In the beginning was the word, and the words are what make the book. But soon thereafter, came the metadata—that is, data about the data.
When you publish a new book, you have a chance to assign metadata to your book that will travel with descriptions of the book to libraries, catalogs, listings, sales pages and any place books are displayed. For instance in search results in response to a search query.
It is an age of search. The only ways we have to make use of the riches of the internet are built on search. If you want to be sought, you first have to make sure you can be discovered. Metadata is the way we do that on the most basic level.
Setting Up A New Book on Bowkerlink
Here is the information you’ll need before you sit down to enter your new title into Bowkerlink. The items in bold are required, the others optional. You should try to fill as many of these fields as possible, as completely as possible.

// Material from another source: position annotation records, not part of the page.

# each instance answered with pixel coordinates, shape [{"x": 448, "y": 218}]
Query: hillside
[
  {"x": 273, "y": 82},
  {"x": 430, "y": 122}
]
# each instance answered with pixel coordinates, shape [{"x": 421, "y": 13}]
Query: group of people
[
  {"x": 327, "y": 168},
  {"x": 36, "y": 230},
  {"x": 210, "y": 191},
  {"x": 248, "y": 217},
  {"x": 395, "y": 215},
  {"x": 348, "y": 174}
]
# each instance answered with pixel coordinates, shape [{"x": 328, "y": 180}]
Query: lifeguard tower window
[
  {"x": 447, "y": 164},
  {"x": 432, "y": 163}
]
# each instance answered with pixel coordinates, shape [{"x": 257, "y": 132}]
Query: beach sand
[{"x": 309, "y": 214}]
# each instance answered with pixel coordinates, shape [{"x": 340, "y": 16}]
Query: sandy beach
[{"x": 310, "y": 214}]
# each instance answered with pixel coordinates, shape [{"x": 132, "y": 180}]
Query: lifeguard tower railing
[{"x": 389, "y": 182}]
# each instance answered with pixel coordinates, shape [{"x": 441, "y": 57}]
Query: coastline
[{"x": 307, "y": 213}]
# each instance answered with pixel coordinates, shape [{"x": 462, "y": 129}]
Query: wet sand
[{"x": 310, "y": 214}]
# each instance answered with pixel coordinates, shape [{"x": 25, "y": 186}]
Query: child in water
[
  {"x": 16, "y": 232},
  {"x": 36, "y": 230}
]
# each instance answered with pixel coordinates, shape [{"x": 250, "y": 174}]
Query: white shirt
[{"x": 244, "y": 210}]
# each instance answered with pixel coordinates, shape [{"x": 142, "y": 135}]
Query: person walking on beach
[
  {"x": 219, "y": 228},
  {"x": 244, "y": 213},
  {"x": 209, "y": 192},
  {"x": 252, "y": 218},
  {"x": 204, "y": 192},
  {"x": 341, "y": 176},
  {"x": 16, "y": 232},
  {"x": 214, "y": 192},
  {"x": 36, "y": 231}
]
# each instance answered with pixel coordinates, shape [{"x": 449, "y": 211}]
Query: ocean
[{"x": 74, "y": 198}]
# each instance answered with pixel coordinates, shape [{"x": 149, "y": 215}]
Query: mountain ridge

The Bowkerlink facility provides the data for your book’s listing in the Books in Print database, the key source for information on books in the United States.
- ISBN
- Title
- Subtitle
- Translated title
- Number of pages
- Number of illustrations
- Binding type
- Language
- Subject (1 or 2)
- Contributors names and functions
- Length, Width and Height
- Weight
- Year of copyright
- Year of original publication
- Library of Congress Card Number
- Annotation (description)
- Country of Sale
- Publishing imprint
- Title status
- Publication date
- Price
- Price type
- Currency
- Target market
- Age range
These pieces of metadata match closely metadata elements that make up the Simple Dublin Core Metadata Element Set (DCMES) that’s widely used as a basic—or core—set of descriptive data for all sorts of tracking, sorting and analysis functions.
Dublin Core metadata provides a small and fundamental group of text elements through which most resources can be described and catalogued. Using only 15 base text fields, a Dublin Core metadata record can describe physical resources such as books, digital materials such as video, sound, image, or text files, and composite media like web pages. Metadata records based on Dublin Core are intended to be used for cross-domain information resource description and have become standard in the fields of library science and computer science.—Wikipedia
The first chance a self-publisher gets to attach metadata to a new book is through this Bowkerlink service, and it’s incredibly important to make use of it. I had occasion to enter a record there for my upcoming publication of A Self-Publisher’s Companion.
There are two screens that contain all the fields to fill. Log into your account and select “Add Title.” Here’s the first screen. You can see I’ve filled most of the fields.
Once you’ve finished this page you’ll be prompted to enter additional title information. Of course, you want to do this since more metadata is good, and this page has the all-important Annotation field. Here it is:
All the research you’ve done for your book, and all the preparation pay off now because here you have a chance to write up to 250 words about the benefits your book will deliver. This is an opportunity to use all the keywords that represent questions your book answers. The metadata you create here will form the foundation of your book’s discoverability.
Here’s what I came up with. I’ve put the keywords in bold:
No matter what kind of book you want to publish, the advice, inspiration and down-to-earth tips in this book will help you get to your goal. Joel Friedlander, one of the leading advocates for self-publishing on the internet, draws on a lifetime of experience helping self-publishers launch their books. He demystifies book publishing and, in the process, answers your questions about how to use social media, the importance of sound book construction, and the critical tasks that confront the modern self-publisher. As independent publishing becomes more popular with authors and readers, A Self-Publisher’s Companion will show you the new way to publish and promote your book. From ebooks to iBooks, the author also shows how the move to ebooks is affecting independent publishers, and how best to approach the opportunity presented by Amazon’s Kindle, Apple’s iPad and all the other ebook readers. Drawn from his popular blog, TheBookDesigner.com, this book will help ensure self-publishers don’t get left behind.
Have you maximized your metadata lately?